Au-delà de la lecture politique du dernier sondage d’opinion de Sigma Conseil, il y a lieu de faire l’observation suivante : la scène politique a tremblé ces derniers jours sous l’effet d’un sondage d’opinion réalisé à partir d’un petit échantillon de 800 personnes (sur 12 millions d’âmes et plus de six millions d’électeurs). Médias et réseaux sociaux se sont emballés sous l’effet des commentaires et autres sarcasmes : on ne parlait plus que de Sigma Zargouni et de Nabil Karoui, « le président des pauvres » et de l’inimitable Kaïs Saïd. Les résultats inédits et inattendus de ce sondage ont fait l’effet d’une onde de choc sur les partis politiques, bousculant leurs calculs et leurs certitudes et prouvant, encore une fois, leur déconnexion de la réalité des Tunisiens et de leurs préoccupations. Cette déconnexion que les Tunisiens ont commencé à sanctionner dans de nombreux précédents sondages sans que les partis politiques n’en tirent les leçons.
Après un long enlisement dans les crises politiques et les guéguerres partisanes, la classe politique n’a donc pas vu venir le tsunami des outsiders hors normes, à quatre mois des élections, et les grands partis favoris pour les législatives jusqu’à il y a quelques jours accusent le coup dans un mutisme fort révélateur du sentiment de déconfiture. Le plus dur à gérer reste la difficulté à faire adopter par le parlement un projet d’amendement de la loi électorale dont le contenu est approuvé par l’ensemble des partis politiques mais dont l’impact sera l’éloignement de Karoui et de Saïd de la course électorale. Un impact que certains partis politiques, essentiellement de l’opposition, ne sont pas disposés à avaliser si près du double scrutin.

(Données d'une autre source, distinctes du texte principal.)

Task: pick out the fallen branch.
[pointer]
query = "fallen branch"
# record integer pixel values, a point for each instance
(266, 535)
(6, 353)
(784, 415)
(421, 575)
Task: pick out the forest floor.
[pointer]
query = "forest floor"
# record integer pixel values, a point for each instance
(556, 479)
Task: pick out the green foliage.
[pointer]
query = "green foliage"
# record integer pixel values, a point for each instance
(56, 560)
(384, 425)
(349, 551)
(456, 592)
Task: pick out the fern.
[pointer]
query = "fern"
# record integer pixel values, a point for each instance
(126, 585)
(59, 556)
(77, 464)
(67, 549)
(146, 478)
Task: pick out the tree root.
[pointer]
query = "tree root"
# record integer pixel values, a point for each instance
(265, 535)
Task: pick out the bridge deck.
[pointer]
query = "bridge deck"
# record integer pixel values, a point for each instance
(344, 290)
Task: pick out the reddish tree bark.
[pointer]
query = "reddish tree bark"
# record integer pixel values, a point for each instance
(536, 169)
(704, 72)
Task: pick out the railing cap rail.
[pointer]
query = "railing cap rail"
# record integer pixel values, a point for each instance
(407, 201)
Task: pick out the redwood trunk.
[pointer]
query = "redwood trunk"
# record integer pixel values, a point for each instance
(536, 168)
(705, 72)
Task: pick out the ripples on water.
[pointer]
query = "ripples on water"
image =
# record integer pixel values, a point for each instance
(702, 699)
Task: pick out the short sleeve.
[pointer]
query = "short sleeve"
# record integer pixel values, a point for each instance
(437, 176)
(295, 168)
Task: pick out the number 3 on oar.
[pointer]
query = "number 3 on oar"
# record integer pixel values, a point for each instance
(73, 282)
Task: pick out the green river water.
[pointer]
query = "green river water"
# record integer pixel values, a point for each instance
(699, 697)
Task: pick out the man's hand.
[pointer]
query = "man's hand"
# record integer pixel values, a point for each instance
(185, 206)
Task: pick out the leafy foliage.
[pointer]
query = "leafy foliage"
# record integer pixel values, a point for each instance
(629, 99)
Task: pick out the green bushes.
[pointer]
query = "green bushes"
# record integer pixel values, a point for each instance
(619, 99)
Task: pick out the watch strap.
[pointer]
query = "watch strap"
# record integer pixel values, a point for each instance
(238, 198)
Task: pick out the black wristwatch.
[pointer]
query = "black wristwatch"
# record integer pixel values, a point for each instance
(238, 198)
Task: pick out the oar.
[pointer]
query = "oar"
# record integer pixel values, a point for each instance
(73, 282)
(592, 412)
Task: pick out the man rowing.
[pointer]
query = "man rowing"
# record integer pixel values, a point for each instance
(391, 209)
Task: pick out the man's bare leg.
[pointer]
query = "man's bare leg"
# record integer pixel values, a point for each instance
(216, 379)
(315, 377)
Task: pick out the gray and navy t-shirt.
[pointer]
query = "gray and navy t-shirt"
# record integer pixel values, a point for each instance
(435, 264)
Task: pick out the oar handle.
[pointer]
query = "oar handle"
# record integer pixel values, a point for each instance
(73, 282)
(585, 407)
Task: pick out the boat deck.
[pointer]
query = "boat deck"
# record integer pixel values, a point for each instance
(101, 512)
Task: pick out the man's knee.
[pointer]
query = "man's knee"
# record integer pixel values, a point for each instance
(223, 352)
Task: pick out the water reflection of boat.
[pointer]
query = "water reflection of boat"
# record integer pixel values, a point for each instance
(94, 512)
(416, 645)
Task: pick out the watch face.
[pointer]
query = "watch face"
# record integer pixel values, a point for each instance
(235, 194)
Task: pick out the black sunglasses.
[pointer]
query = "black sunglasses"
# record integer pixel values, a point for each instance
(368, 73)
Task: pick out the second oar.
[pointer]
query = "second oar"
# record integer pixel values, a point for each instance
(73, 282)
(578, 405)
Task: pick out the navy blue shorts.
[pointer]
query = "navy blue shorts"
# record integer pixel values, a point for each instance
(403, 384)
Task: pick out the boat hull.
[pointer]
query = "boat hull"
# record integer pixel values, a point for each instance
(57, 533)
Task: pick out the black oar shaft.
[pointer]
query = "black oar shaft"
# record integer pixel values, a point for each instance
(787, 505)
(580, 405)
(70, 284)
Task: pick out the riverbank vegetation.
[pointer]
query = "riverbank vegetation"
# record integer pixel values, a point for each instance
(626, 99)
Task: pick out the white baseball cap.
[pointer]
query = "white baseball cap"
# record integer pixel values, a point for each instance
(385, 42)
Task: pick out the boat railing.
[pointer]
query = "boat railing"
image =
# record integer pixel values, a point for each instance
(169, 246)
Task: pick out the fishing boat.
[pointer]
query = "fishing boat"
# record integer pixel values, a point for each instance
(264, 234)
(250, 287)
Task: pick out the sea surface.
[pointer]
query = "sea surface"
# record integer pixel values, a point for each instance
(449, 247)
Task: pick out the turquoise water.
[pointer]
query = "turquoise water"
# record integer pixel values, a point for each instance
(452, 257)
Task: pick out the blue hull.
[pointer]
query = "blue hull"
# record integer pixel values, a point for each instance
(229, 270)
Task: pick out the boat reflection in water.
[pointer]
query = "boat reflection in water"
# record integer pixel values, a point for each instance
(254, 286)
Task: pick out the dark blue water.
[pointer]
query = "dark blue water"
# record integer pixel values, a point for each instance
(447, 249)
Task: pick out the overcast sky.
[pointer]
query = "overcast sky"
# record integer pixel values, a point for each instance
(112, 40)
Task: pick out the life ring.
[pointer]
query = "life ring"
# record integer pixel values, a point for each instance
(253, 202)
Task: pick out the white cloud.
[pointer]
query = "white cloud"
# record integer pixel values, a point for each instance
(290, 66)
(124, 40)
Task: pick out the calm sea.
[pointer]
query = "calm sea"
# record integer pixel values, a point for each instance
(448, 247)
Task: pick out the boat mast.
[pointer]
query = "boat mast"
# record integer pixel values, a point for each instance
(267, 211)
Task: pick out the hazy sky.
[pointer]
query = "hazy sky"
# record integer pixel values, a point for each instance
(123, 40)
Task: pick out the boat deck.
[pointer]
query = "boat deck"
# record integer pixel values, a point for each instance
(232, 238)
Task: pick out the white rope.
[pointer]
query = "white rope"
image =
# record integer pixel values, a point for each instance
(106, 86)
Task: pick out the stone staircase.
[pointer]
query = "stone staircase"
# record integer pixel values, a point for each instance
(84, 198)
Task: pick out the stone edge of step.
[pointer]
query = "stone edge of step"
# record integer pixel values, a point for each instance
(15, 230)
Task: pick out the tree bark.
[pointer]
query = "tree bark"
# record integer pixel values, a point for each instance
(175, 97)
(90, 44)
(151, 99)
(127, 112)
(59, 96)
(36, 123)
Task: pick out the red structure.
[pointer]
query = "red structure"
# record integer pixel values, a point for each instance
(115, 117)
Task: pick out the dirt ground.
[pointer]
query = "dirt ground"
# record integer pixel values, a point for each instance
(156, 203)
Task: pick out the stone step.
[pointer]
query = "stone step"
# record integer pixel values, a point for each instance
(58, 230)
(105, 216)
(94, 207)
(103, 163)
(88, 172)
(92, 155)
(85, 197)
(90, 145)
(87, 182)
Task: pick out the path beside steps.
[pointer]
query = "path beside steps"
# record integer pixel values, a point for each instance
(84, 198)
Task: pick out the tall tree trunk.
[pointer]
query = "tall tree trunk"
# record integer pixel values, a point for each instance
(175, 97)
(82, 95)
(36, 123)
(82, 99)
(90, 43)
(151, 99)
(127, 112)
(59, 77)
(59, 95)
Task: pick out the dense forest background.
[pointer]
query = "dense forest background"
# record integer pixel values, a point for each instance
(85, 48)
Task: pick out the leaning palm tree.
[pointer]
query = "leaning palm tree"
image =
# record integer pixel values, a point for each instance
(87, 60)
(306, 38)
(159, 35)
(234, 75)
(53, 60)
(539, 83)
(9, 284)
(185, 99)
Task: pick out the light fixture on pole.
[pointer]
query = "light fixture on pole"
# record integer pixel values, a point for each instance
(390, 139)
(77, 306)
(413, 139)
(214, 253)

Malgré l’importance de la lecture qu’on peut faire de ses résultats, le sondage demeure aléatoire, conjoncturel et sujet à des variations en fonction des évolutions que connaîtra le paysage politique d’ici à la date des élections. Les jeux ne sont donc pas encore faits et tout peut arriver dans les prochains mois qui s’annoncent particulièrement agités, sous le signe des alliances, des fusions, des implosions et des ruptures. Et comme le dit le proverbe, à quelque chose malheur est bon. Les partis politiques sont appelés à changer de discours et à relever son niveau linguistique et intellectuel, à innover dans leur méthode d’approche des citoyens et à rompre avec les promesses creuses, ressassées depuis 2011. Il faudrait, pour cela, qu’ils descendent préalablement de leur tour d’ivoire, qu’ils déposent leurs armes de guerre et qu’ils cessent de prendre le pouvoir comme un tribut.